On December 27, 2012, we entered into an At Market Sales Issuance Agreement (“December 2012 AMI Agreement”) with MLV & Co. LLC (“MLV”), pursuant to which we may sell shares of our common stock through MLV, as agent, for aggregate gross proceeds of up to $75,000,000, in registered transactions from our shelf registration statement on Form S-3 (File No. 333-180028), which was declared effective by the SEC on April 12, 2012. During the six months ended October 31, 2014, we sold 2,721,535 shares of common stock at market prices under the December 2012 AMI Agreement for aggregate gross proceeds of $4,326,000 before deducting commissions and other issuance costs of $113,000. As of October 31, 2014, aggregate gross proceeds of up to $1,878,000 remained available under the December 2012 AMI Agreement.

On June 13, 2014, we entered into an At Market Issuance Sales Agreement (“June 2014 AMI Agreement”), with MLV, pursuant to which we may sell shares of our common stock through MLV, as agent, for aggregate gross proceeds of up to $25,000,000, in registered transactions from our shelf registration statement on Form S-3 (File No. 333-180028).
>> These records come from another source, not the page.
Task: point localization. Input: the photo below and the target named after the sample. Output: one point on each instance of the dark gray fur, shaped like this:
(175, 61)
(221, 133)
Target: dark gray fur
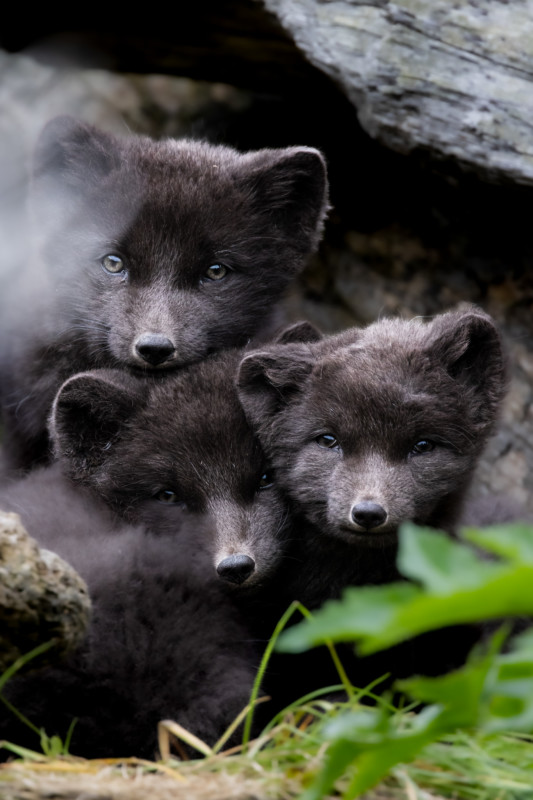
(168, 638)
(379, 391)
(170, 210)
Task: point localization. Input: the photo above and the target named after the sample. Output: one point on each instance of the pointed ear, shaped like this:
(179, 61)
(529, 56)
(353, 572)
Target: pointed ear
(73, 152)
(87, 416)
(291, 186)
(70, 157)
(467, 343)
(267, 381)
(298, 332)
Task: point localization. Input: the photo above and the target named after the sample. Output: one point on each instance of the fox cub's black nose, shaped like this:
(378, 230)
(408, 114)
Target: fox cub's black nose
(154, 348)
(236, 569)
(368, 514)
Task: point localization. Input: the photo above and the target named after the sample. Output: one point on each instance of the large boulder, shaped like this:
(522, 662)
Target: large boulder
(455, 78)
(42, 598)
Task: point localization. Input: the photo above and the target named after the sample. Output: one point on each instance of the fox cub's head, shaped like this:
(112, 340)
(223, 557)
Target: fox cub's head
(172, 454)
(373, 427)
(163, 251)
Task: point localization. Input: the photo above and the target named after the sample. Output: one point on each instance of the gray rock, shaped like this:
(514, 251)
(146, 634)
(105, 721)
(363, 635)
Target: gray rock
(42, 598)
(455, 78)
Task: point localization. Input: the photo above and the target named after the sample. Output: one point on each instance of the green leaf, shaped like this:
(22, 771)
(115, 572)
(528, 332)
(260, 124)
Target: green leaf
(377, 617)
(512, 541)
(440, 564)
(360, 613)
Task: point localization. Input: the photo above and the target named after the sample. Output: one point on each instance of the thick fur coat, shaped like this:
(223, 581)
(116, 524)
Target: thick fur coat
(161, 500)
(146, 256)
(365, 430)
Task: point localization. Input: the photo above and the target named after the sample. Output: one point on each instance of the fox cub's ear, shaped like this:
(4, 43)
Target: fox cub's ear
(88, 413)
(268, 379)
(73, 153)
(468, 345)
(290, 187)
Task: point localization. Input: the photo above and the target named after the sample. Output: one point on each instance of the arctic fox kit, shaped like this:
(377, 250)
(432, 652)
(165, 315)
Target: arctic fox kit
(147, 256)
(372, 427)
(364, 430)
(160, 498)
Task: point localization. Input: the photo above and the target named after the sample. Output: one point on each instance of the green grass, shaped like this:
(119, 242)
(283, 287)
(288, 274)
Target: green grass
(473, 738)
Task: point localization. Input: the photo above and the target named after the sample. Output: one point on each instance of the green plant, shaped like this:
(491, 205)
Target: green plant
(450, 583)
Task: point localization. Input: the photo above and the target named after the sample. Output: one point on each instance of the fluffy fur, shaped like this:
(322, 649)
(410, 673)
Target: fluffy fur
(148, 255)
(367, 429)
(158, 487)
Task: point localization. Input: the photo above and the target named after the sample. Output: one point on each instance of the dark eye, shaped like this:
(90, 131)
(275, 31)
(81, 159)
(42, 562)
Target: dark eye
(327, 440)
(216, 272)
(266, 481)
(169, 497)
(113, 264)
(423, 446)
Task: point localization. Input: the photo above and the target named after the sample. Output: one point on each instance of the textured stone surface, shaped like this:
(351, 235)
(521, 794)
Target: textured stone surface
(41, 596)
(454, 77)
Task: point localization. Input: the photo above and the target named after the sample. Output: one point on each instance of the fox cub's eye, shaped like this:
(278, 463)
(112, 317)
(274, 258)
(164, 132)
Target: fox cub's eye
(266, 481)
(423, 446)
(113, 264)
(169, 497)
(216, 272)
(327, 440)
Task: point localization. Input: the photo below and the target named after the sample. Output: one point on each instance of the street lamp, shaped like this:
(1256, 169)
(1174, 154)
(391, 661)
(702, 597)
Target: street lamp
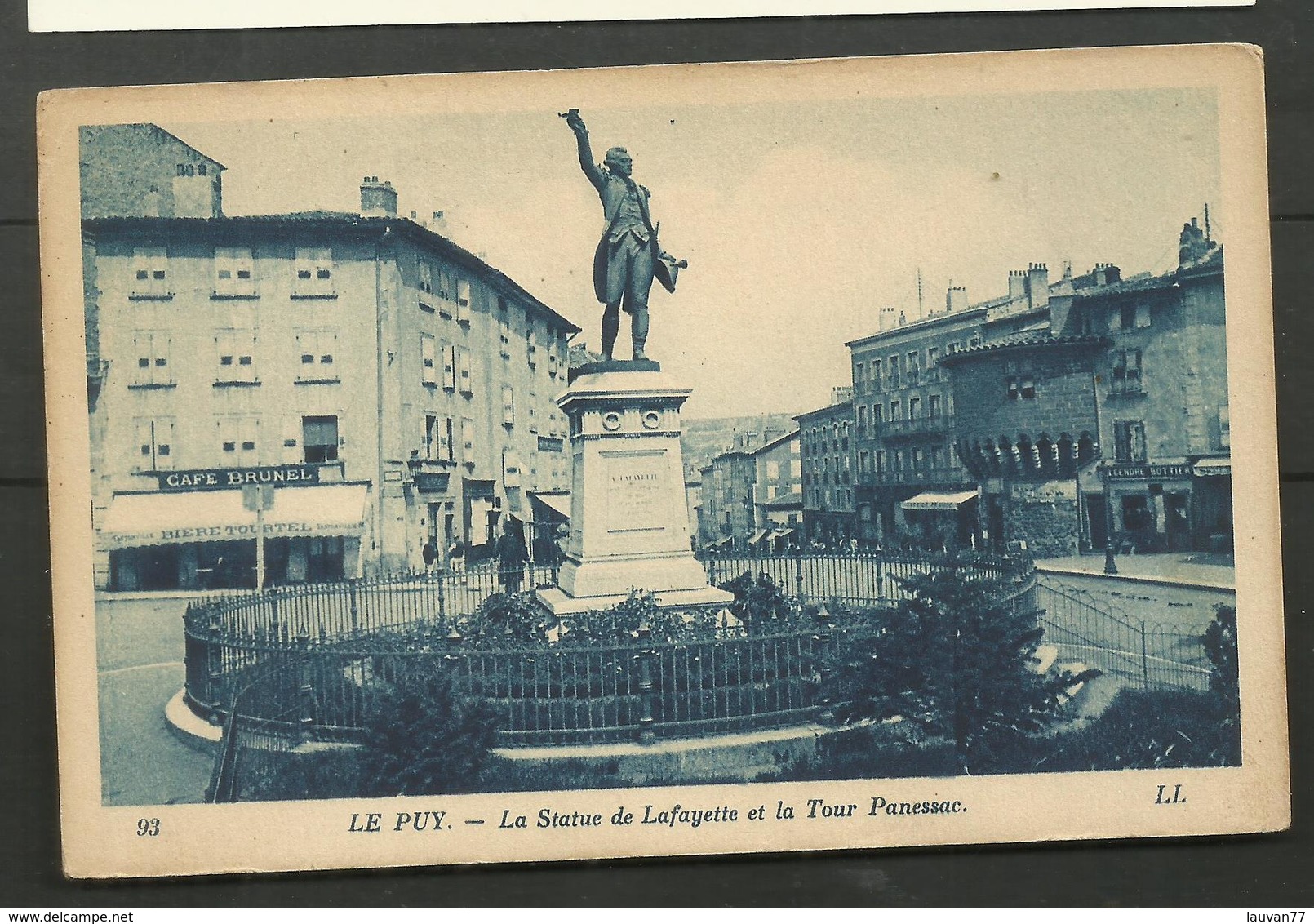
(1111, 566)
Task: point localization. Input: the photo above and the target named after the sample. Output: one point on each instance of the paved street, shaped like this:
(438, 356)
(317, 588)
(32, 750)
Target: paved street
(1155, 603)
(140, 644)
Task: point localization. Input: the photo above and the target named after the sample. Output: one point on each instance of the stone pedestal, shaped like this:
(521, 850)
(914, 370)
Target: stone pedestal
(628, 518)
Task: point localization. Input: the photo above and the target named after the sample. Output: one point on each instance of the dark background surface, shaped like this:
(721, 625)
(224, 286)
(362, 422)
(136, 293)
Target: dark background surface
(1258, 872)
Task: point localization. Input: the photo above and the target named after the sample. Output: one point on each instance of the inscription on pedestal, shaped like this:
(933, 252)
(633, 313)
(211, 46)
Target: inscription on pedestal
(637, 485)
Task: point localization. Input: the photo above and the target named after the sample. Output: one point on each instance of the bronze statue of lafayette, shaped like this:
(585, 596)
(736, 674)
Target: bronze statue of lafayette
(628, 256)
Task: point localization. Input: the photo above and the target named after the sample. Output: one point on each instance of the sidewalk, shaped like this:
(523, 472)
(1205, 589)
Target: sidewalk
(1197, 570)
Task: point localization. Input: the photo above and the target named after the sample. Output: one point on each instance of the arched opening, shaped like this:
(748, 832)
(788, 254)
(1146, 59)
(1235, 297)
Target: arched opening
(1066, 455)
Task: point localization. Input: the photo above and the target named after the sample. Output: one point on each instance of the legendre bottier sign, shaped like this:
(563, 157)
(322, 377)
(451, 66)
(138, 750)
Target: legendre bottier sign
(220, 478)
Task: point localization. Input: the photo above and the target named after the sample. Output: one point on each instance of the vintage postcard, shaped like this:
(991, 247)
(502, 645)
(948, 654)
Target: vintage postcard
(663, 460)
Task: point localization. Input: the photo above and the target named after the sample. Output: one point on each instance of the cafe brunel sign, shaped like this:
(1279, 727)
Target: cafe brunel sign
(224, 478)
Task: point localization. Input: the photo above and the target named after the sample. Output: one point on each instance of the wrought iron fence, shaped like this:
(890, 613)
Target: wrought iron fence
(325, 654)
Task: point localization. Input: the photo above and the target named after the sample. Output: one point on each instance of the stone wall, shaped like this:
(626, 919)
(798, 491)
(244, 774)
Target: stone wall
(1045, 517)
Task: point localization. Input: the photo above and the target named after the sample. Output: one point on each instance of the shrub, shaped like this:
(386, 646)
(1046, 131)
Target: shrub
(957, 660)
(424, 736)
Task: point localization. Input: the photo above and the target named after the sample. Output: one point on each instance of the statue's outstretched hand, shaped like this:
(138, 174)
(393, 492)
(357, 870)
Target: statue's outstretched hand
(575, 121)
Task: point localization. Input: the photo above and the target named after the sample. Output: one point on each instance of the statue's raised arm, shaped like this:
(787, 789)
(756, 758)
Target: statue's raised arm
(586, 163)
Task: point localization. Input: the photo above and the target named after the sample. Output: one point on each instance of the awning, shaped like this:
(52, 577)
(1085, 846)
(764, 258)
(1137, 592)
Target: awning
(939, 501)
(219, 516)
(1212, 467)
(557, 501)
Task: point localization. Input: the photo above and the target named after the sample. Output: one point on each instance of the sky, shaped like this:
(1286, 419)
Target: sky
(799, 221)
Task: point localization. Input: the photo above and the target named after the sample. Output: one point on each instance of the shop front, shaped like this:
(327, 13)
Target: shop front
(200, 535)
(1150, 506)
(941, 519)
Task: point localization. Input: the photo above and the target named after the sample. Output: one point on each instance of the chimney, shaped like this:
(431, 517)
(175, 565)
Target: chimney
(1038, 286)
(377, 200)
(1016, 284)
(956, 300)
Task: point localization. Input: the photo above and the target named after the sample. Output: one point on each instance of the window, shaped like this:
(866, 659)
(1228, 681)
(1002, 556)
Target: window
(316, 353)
(448, 367)
(1129, 441)
(151, 359)
(468, 441)
(238, 441)
(446, 293)
(154, 445)
(1128, 316)
(428, 359)
(234, 273)
(235, 357)
(150, 273)
(426, 287)
(320, 439)
(1126, 372)
(504, 330)
(464, 379)
(313, 276)
(463, 301)
(434, 433)
(508, 406)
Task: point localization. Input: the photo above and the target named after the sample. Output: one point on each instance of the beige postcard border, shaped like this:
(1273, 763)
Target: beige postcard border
(100, 842)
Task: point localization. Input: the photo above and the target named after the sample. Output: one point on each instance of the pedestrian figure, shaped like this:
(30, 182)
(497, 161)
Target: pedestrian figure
(456, 556)
(512, 556)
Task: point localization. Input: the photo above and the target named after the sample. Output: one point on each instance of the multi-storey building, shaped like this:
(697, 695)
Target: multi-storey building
(389, 387)
(903, 415)
(1112, 415)
(749, 495)
(827, 447)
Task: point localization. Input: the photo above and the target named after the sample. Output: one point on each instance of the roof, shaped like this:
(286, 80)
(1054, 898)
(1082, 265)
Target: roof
(775, 442)
(924, 323)
(342, 221)
(829, 409)
(1029, 340)
(792, 500)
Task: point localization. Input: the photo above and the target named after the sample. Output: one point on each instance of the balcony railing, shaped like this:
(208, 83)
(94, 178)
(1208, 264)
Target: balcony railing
(916, 476)
(919, 424)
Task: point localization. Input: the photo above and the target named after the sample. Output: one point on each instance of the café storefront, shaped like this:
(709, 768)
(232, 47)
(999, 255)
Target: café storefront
(198, 532)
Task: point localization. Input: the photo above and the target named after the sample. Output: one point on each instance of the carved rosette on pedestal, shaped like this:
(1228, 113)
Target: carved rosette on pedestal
(628, 517)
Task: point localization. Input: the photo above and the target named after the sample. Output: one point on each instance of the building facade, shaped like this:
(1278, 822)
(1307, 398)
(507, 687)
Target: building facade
(1111, 420)
(903, 415)
(828, 451)
(389, 388)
As of October 31, 2014, we had not sold any shares of common stock under the June 2014 AMI Agreement.

Preferred Stock

On June 13, 2014, we entered into a separate At Market Issuance Sales Agreement (“Series E AMI Agreement”) with MLV, pursuant to which we may issue and sell shares of our Series E Preferred Stock through MLV, as agent, for aggregate gross proceeds of up to $30,000,000, in registered transactions from our shelf registration statement on Form S-3 (File No. 333-193113), which was declared effective by the SEC on January 16, 2014. During the six months ended October 31, 2014, we sold 402,858 shares of our Series E Preferred Stock at market prices under the Series E AMI Agreement for aggregate gross proceeds of $10,070,000 before deducting commission and other issuance costs of $552,000. As of October 31, 2014, aggregate gross proceeds of up to $19,930,000 remained available under the Series E AMI Agreement.